Ironically, the individuals who are truly interested in me, and who I should probably gravitate towards, are more threatening to me then food poisoning. They significantly heighten my fear of intimacy to an uncomfortable level, and make me want to run in the opposite direction. Women like me, may try to unconsciously sabotage such relationships early on, and be initially reluctant to reciprocate the same feelings, always looking for flaws. Discussion of intimacy (i.e. relationship expectations and feelings) can be as comfortable as sitting through a session of nails on a chalkboard. Honestly, I'd rather run a marathon and complete a triathlon in the same day, than have "the talk."
What is the fear really about?
At the heart of it, at least for me, is the loss and pain I may feel if I was to be completely vulnerable with someone and the relationship failed. We are surrounded by examples of failed relationships, never mind our own experiences. Furthermore, I struggle with the concept of unconditional love in a relationship. I know I can give unconditional love, but can I really count on someone else to do the same?
Funny enough, when I'm first dating someone, I like to reveal the worst side of me, as opposed to putting my best foot forward. I recently had one guy, complain that I dared to change into sweats and a hoodie in the midst of a date. I was trying to get comfortable, and at the same time probably create a distance. Guilty as charged! I guess I figure if you see me in an unfavourable light and still stick around, you'll be more than pleasantly surprised when you see how I am normally.
The problem with a relationship is it requires two people to be fully committed and devoted. I am incredibly rooted in my principles and values that loyalty is embedded in my very being. I only know how to be fully committed and dedicated in anything I do. (A function of being an elite athlete, I guess.) But, even if I'm fully committed I cannot control what someone else is going to do. And therein lies the problem.
I think in the back of my mind, that the chance of being let down by someone is high, and I'd sooner invest less of me, than to risk losing all of me.

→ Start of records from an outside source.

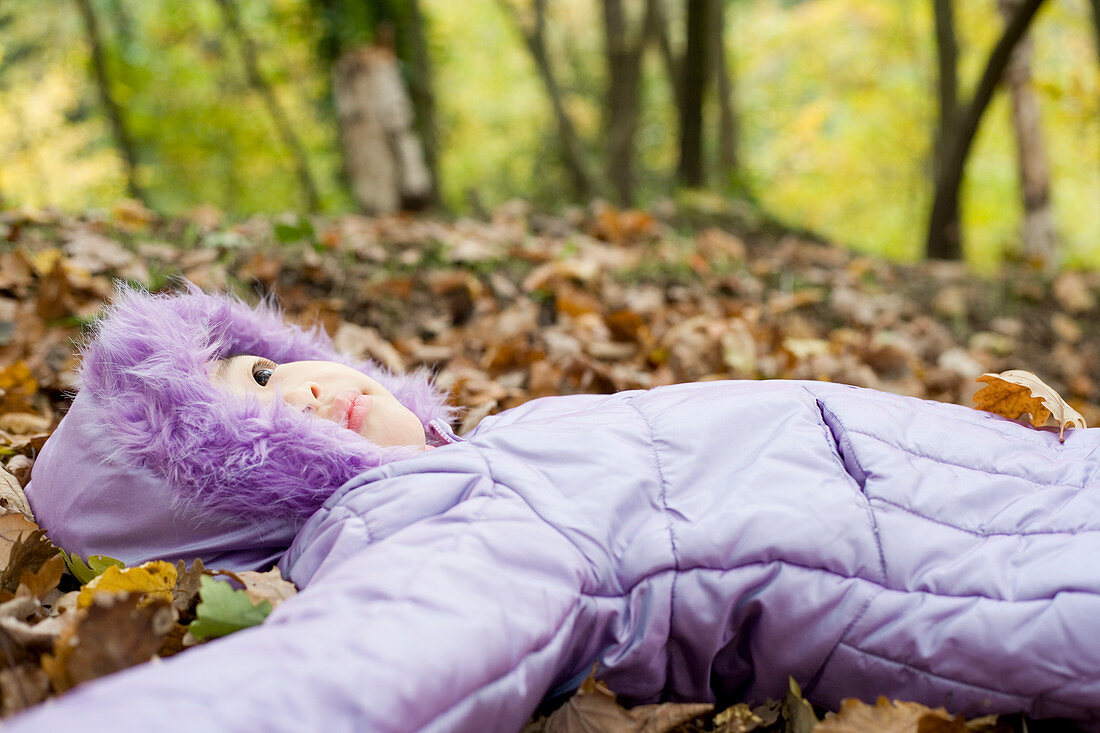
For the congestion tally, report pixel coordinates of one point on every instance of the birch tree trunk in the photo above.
(1038, 236)
(383, 155)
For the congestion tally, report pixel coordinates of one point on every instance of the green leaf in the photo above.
(223, 610)
(94, 568)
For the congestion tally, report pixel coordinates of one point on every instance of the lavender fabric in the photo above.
(154, 461)
(699, 542)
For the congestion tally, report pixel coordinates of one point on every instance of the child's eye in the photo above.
(262, 371)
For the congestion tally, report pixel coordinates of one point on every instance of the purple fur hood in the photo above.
(154, 460)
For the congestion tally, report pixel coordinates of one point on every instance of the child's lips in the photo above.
(350, 409)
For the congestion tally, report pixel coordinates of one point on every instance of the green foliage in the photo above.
(223, 610)
(836, 100)
(94, 568)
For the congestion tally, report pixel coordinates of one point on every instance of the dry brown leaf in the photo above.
(113, 633)
(889, 717)
(187, 586)
(1015, 392)
(22, 687)
(12, 498)
(266, 586)
(594, 709)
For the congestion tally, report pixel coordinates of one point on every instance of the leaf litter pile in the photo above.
(517, 306)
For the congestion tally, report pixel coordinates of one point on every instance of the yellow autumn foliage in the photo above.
(155, 579)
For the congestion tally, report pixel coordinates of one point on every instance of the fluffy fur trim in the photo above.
(146, 365)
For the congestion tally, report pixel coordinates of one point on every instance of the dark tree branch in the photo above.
(122, 138)
(694, 91)
(255, 79)
(571, 150)
(943, 242)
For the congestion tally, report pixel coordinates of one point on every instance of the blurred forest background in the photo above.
(844, 118)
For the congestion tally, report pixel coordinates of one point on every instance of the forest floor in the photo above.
(527, 304)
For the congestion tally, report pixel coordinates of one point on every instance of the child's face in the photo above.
(326, 390)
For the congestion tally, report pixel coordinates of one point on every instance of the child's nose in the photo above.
(307, 395)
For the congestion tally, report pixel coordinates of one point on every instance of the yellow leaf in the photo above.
(1015, 392)
(155, 579)
(889, 717)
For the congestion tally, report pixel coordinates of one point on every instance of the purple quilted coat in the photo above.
(699, 542)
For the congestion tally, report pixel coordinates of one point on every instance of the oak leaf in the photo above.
(889, 717)
(1015, 392)
(223, 610)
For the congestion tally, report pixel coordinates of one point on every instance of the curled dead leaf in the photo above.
(1015, 392)
(889, 717)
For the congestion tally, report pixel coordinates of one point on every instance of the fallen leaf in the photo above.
(594, 709)
(889, 717)
(12, 498)
(188, 583)
(266, 586)
(17, 386)
(113, 633)
(223, 610)
(1015, 392)
(154, 579)
(95, 566)
(799, 713)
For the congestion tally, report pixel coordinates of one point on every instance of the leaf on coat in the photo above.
(12, 498)
(796, 711)
(1015, 392)
(21, 687)
(223, 610)
(15, 531)
(265, 586)
(890, 717)
(188, 583)
(95, 566)
(155, 579)
(113, 633)
(594, 709)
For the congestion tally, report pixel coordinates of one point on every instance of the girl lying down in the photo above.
(699, 542)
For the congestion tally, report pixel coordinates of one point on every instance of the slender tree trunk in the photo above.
(672, 63)
(947, 88)
(572, 151)
(122, 138)
(943, 242)
(424, 98)
(1040, 245)
(624, 93)
(694, 91)
(728, 124)
(255, 79)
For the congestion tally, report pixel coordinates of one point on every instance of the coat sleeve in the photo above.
(441, 625)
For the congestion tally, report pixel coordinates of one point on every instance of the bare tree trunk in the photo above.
(624, 91)
(1040, 245)
(255, 79)
(572, 152)
(122, 138)
(694, 91)
(947, 88)
(728, 124)
(424, 98)
(943, 242)
(383, 155)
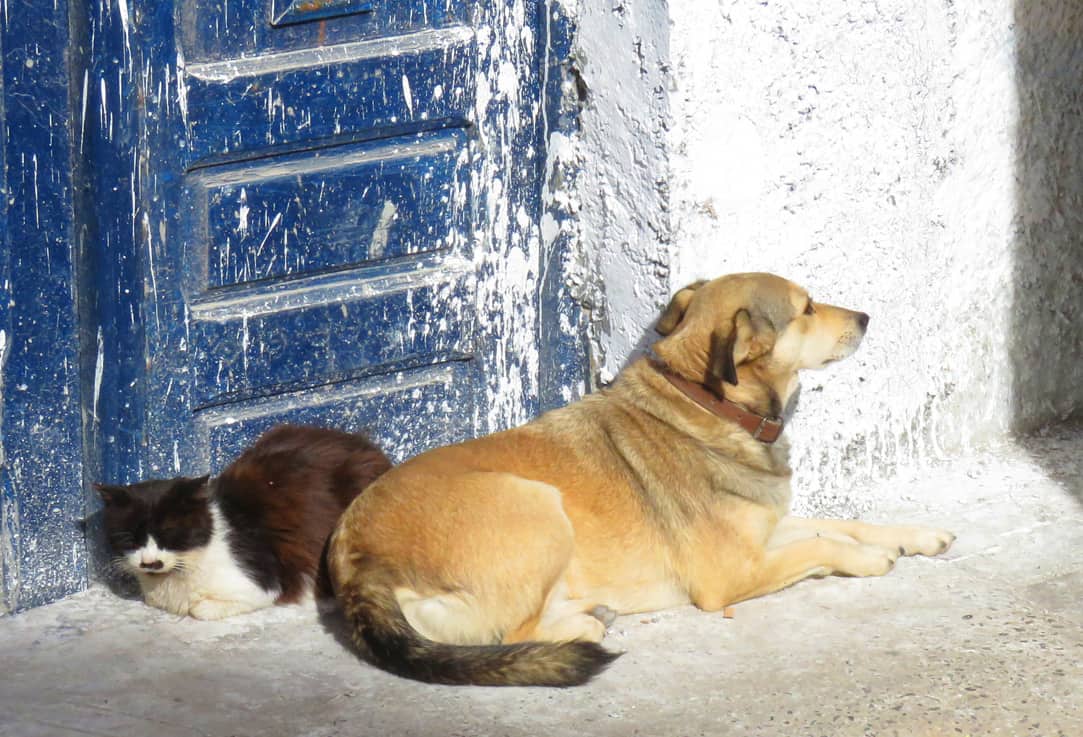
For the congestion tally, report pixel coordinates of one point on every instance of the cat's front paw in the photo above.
(216, 608)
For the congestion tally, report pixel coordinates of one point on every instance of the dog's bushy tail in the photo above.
(380, 630)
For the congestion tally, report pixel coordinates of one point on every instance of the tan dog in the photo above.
(499, 561)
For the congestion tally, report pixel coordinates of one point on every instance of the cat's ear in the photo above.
(116, 496)
(196, 488)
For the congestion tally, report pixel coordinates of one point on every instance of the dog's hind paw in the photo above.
(603, 614)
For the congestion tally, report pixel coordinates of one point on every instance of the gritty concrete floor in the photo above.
(984, 641)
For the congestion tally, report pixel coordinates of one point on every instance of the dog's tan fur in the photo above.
(635, 499)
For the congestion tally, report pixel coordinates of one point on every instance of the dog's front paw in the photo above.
(924, 540)
(869, 561)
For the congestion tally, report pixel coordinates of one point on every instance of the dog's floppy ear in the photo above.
(747, 340)
(672, 317)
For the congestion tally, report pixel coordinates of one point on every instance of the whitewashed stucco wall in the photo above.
(920, 161)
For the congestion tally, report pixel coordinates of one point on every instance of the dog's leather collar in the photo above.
(764, 429)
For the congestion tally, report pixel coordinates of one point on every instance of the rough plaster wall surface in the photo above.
(872, 152)
(623, 55)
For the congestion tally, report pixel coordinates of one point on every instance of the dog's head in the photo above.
(754, 329)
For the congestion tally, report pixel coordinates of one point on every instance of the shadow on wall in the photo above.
(1046, 326)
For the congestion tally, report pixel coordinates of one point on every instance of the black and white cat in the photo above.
(249, 538)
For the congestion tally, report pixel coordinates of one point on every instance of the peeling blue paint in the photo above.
(42, 553)
(282, 211)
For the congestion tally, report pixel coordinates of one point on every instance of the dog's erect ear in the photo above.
(747, 340)
(672, 317)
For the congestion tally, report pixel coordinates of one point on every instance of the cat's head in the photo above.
(154, 524)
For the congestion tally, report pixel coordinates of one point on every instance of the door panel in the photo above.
(354, 90)
(308, 214)
(330, 209)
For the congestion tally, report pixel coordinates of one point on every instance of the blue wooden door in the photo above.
(313, 211)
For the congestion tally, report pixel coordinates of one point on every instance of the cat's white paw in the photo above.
(214, 608)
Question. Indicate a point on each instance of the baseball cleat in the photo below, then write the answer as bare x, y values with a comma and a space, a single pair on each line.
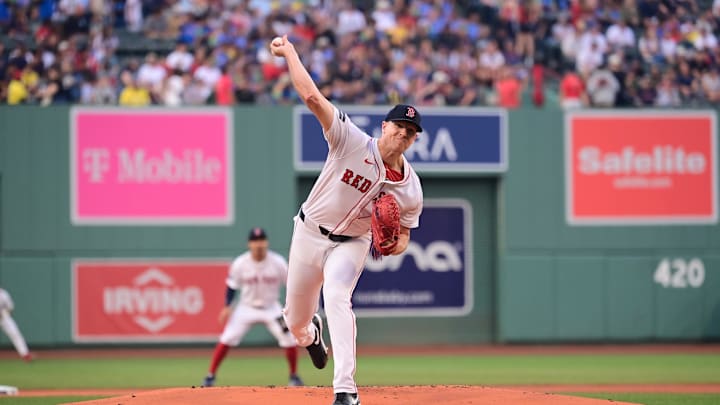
209, 380
317, 349
346, 398
295, 381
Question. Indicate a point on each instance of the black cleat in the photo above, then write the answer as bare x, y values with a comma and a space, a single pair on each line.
317, 349
346, 398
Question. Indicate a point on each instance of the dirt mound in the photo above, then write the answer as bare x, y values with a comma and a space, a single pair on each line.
413, 395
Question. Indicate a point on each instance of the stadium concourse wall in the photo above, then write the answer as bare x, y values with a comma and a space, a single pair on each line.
537, 273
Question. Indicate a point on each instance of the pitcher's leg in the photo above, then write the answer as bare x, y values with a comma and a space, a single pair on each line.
303, 284
342, 270
13, 332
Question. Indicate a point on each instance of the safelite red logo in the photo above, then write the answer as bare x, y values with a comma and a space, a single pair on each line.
146, 300
641, 168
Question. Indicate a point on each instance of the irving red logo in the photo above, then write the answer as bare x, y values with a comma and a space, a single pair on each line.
357, 181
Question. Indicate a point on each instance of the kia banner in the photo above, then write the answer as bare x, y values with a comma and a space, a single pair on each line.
641, 167
433, 277
147, 300
151, 166
454, 140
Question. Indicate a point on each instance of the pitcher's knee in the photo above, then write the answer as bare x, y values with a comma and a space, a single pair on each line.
341, 298
299, 329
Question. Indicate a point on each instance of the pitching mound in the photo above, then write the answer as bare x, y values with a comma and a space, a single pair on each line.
436, 394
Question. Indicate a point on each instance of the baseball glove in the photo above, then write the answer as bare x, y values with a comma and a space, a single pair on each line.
385, 225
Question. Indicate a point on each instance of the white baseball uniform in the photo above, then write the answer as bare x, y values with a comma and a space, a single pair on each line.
340, 202
259, 284
9, 326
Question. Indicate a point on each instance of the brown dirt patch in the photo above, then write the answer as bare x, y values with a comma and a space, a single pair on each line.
447, 395
373, 350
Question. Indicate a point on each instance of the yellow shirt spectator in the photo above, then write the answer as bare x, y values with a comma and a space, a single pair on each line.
134, 97
17, 92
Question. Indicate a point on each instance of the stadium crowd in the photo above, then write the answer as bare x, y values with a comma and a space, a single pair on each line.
599, 53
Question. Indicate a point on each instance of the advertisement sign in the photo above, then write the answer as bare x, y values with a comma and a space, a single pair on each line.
641, 167
147, 300
433, 277
454, 140
151, 166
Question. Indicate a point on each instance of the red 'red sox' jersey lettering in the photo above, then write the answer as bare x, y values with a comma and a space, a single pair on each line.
354, 181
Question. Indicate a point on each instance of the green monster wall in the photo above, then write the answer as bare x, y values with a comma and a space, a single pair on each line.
536, 279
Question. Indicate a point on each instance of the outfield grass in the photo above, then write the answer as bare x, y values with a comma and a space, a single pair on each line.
654, 399
377, 370
385, 370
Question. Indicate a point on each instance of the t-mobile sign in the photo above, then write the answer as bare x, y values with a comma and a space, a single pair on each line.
641, 167
151, 166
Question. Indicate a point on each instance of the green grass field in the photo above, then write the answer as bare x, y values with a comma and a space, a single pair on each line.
377, 370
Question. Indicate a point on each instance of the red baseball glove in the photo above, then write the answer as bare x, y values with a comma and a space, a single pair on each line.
385, 225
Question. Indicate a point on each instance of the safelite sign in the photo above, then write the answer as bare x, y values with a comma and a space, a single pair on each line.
641, 167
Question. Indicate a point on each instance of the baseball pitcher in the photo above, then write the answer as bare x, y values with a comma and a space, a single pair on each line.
367, 194
10, 327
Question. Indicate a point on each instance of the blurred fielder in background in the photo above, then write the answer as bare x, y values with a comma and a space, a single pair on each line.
10, 327
258, 273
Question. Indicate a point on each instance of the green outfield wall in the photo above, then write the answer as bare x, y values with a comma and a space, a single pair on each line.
536, 276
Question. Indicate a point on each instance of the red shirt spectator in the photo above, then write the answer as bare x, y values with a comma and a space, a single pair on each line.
571, 90
508, 90
224, 89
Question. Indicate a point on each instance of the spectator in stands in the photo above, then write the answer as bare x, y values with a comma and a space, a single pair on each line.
173, 89
17, 92
101, 92
686, 81
179, 58
711, 85
490, 63
590, 59
572, 91
224, 90
646, 93
151, 75
668, 94
391, 48
133, 95
133, 15
349, 19
508, 89
602, 88
620, 36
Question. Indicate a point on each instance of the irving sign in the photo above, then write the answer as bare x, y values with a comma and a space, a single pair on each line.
136, 301
641, 167
151, 166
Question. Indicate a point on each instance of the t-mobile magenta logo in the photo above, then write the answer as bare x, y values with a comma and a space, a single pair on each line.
96, 162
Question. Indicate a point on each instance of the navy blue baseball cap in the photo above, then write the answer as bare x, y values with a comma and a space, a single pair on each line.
404, 112
257, 234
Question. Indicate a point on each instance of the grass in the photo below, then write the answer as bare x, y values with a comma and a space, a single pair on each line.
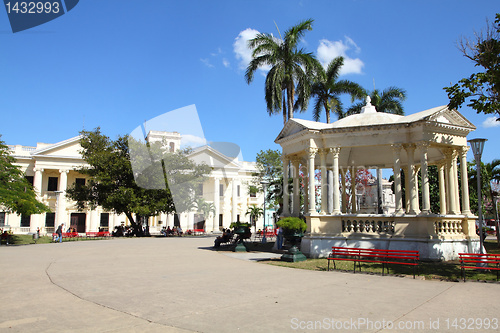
446, 270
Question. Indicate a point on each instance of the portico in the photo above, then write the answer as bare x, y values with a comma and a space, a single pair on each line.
371, 140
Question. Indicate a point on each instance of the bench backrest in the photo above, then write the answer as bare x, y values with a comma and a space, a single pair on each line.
376, 253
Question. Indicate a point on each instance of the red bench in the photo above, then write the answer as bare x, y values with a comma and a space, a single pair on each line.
198, 231
479, 261
68, 235
358, 255
97, 234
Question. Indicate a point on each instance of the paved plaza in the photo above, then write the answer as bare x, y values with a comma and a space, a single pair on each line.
182, 285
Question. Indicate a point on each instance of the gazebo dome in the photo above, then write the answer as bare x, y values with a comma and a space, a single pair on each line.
367, 119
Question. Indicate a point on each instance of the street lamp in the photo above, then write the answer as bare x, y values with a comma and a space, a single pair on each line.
477, 146
264, 184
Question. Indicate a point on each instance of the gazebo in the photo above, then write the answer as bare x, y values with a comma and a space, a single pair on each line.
376, 140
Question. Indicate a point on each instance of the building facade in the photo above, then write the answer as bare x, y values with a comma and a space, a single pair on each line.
51, 168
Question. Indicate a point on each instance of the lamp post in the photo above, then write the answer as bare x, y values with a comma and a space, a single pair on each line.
264, 184
477, 146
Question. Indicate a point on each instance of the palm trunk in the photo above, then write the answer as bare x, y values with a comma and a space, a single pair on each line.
284, 111
290, 95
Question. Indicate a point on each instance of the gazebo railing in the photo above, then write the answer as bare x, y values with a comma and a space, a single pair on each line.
368, 226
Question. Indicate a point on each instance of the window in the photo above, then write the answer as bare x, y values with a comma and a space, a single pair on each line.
25, 221
29, 179
199, 190
50, 219
52, 186
104, 220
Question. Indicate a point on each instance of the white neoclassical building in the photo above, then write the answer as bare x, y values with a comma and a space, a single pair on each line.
51, 169
373, 140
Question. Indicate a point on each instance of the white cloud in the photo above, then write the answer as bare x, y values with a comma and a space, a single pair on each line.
491, 122
328, 50
240, 47
207, 62
193, 141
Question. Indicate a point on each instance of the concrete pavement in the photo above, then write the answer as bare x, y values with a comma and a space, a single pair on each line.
181, 285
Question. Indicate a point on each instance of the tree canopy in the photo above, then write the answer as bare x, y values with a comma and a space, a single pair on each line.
482, 89
16, 193
291, 69
145, 190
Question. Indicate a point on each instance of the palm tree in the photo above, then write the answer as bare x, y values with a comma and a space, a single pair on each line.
388, 102
291, 69
327, 90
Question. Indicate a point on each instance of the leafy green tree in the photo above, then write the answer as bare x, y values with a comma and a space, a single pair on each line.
327, 90
291, 69
204, 207
390, 101
113, 185
16, 193
270, 168
482, 89
254, 212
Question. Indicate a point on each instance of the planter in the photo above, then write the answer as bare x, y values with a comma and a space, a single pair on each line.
293, 254
243, 232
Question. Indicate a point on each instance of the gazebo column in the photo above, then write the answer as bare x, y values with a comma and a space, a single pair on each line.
215, 222
465, 181
286, 194
335, 184
407, 190
410, 150
450, 188
306, 189
396, 148
324, 178
296, 187
426, 200
310, 165
442, 189
344, 194
455, 180
354, 209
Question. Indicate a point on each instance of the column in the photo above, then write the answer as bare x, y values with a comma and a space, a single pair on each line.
442, 189
455, 180
426, 200
37, 182
61, 199
234, 200
465, 181
450, 189
396, 148
286, 194
344, 194
215, 223
410, 150
312, 193
296, 187
324, 190
335, 183
354, 209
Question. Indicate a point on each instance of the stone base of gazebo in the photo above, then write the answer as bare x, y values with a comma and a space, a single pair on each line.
435, 237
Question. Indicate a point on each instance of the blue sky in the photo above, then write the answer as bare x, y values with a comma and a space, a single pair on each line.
116, 63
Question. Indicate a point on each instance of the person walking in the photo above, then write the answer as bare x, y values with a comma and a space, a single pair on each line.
59, 233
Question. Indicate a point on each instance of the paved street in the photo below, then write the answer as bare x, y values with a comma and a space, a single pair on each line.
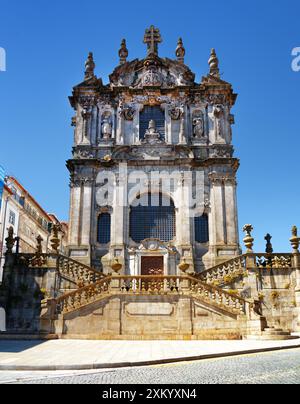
268, 368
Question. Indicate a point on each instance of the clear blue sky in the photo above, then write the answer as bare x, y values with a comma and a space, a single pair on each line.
47, 44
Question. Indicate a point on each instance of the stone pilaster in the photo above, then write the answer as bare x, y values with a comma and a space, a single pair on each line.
86, 213
74, 221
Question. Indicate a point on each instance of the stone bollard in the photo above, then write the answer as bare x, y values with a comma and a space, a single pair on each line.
115, 284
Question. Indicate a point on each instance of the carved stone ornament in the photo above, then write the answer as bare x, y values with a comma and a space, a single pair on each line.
180, 51
123, 52
10, 241
152, 77
248, 240
295, 240
176, 113
198, 125
106, 126
215, 99
127, 112
221, 152
218, 111
83, 153
87, 102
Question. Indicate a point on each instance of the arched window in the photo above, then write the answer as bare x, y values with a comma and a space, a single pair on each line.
154, 217
201, 229
155, 113
103, 228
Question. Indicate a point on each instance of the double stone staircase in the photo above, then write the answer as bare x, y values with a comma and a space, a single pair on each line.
80, 286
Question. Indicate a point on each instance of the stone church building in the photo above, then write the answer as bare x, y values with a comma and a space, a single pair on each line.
154, 118
153, 246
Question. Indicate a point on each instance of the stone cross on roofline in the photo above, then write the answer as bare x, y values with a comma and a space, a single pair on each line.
152, 38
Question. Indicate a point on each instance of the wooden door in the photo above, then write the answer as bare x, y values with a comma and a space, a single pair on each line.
152, 266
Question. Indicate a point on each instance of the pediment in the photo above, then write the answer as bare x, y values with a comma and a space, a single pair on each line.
152, 72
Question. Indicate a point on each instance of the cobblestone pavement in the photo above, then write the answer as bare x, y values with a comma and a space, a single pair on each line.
269, 368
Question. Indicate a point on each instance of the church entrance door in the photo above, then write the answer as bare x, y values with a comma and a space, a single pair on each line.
152, 266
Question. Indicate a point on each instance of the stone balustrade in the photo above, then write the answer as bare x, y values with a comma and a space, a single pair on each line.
82, 274
274, 261
224, 273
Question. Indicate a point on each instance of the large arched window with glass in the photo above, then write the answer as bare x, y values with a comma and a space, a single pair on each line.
201, 229
104, 228
153, 216
156, 114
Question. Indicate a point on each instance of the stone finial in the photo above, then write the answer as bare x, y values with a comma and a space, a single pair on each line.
180, 51
214, 64
89, 67
295, 240
39, 247
123, 52
152, 38
10, 241
248, 240
55, 241
184, 266
269, 247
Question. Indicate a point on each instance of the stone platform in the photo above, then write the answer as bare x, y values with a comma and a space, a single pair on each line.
85, 355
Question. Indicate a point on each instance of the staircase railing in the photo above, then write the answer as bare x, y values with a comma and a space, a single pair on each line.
235, 268
82, 274
69, 269
224, 273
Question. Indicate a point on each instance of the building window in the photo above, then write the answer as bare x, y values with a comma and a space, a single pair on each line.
12, 218
148, 221
201, 229
152, 113
104, 228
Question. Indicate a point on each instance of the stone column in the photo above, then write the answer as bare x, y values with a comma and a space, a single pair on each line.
120, 128
231, 212
86, 214
117, 219
295, 242
183, 228
74, 214
218, 211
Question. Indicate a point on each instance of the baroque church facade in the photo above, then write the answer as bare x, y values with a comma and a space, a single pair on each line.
154, 118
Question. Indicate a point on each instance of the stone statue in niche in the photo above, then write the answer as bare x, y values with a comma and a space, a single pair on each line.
175, 113
219, 121
106, 127
198, 125
127, 112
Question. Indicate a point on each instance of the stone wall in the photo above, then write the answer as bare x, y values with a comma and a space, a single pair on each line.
151, 317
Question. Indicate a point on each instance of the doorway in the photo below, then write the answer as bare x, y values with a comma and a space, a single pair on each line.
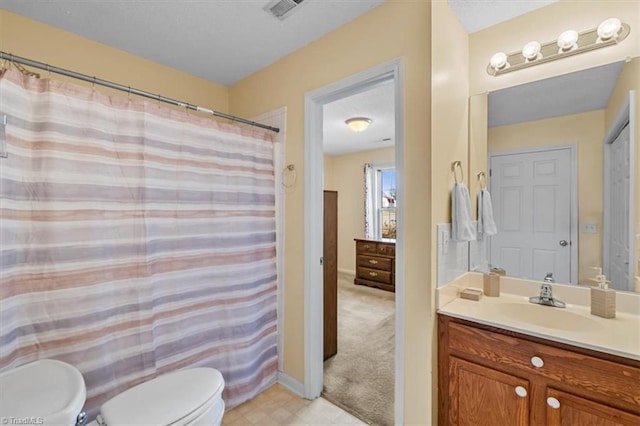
314, 102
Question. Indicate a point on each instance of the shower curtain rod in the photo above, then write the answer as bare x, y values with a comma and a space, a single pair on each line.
46, 67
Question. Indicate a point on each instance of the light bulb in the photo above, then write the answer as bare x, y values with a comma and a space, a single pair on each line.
609, 28
531, 51
358, 124
568, 40
499, 61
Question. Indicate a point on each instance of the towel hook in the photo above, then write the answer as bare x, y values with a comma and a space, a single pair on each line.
482, 180
454, 168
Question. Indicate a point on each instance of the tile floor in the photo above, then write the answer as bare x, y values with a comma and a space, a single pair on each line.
278, 406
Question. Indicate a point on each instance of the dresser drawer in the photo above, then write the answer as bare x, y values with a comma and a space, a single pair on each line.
366, 247
374, 275
375, 262
386, 249
572, 371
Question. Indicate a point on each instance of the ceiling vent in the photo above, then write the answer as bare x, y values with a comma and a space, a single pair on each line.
282, 8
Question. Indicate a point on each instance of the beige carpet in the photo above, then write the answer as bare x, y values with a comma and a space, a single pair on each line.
360, 378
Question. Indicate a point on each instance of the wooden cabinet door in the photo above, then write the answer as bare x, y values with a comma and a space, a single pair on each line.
330, 267
569, 410
482, 396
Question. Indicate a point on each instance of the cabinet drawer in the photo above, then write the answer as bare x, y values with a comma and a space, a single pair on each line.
375, 262
386, 249
608, 381
365, 247
374, 275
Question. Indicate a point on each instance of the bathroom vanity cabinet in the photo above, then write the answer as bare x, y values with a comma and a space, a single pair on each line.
490, 376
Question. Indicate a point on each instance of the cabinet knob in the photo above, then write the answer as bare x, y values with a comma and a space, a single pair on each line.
537, 362
521, 392
553, 403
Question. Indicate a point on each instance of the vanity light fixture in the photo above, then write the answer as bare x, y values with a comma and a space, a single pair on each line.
609, 28
610, 32
531, 51
358, 124
499, 61
568, 40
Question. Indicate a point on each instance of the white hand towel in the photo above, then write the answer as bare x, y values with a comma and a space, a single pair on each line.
461, 225
486, 224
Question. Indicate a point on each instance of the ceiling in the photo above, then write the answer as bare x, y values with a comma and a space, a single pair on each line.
377, 104
476, 15
572, 93
225, 41
222, 41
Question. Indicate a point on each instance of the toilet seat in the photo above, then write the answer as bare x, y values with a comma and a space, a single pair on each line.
182, 397
48, 390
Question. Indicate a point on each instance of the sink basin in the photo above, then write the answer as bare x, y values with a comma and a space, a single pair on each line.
546, 316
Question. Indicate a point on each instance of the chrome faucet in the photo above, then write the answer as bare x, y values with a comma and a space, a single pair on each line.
546, 297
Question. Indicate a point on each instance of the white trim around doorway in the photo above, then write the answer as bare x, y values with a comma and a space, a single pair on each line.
313, 170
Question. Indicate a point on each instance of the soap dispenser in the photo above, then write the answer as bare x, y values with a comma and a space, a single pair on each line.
603, 299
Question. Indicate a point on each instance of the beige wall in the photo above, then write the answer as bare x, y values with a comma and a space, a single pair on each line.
449, 130
630, 80
396, 29
586, 130
346, 176
43, 43
449, 106
478, 126
544, 25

Now, I did say I've been working on this handicap, and boy let me tell you, I have come a long way, baby! Though, I might find myself wondering down familiar patterns, I'll recognize and intercept them, while forcing myself to become comfortable being uncomfortable. So, I'm better at recognizing and dismissing someone who is emotionally unavailable or demonstrating less interest in me, as I am in them. Likewise, I'm learning to not push someone away who is genuinely interested in me. Admittedly, this is probably the hardest growth area.
Being enthralled by an intimacy challenged woman like me can be a challenge, or as my friend Mike so aptly put, "frustrating." But, if you can weather the storm of an intimacy challenged woman, there is definitely a pot of gold at the end of the rainbow.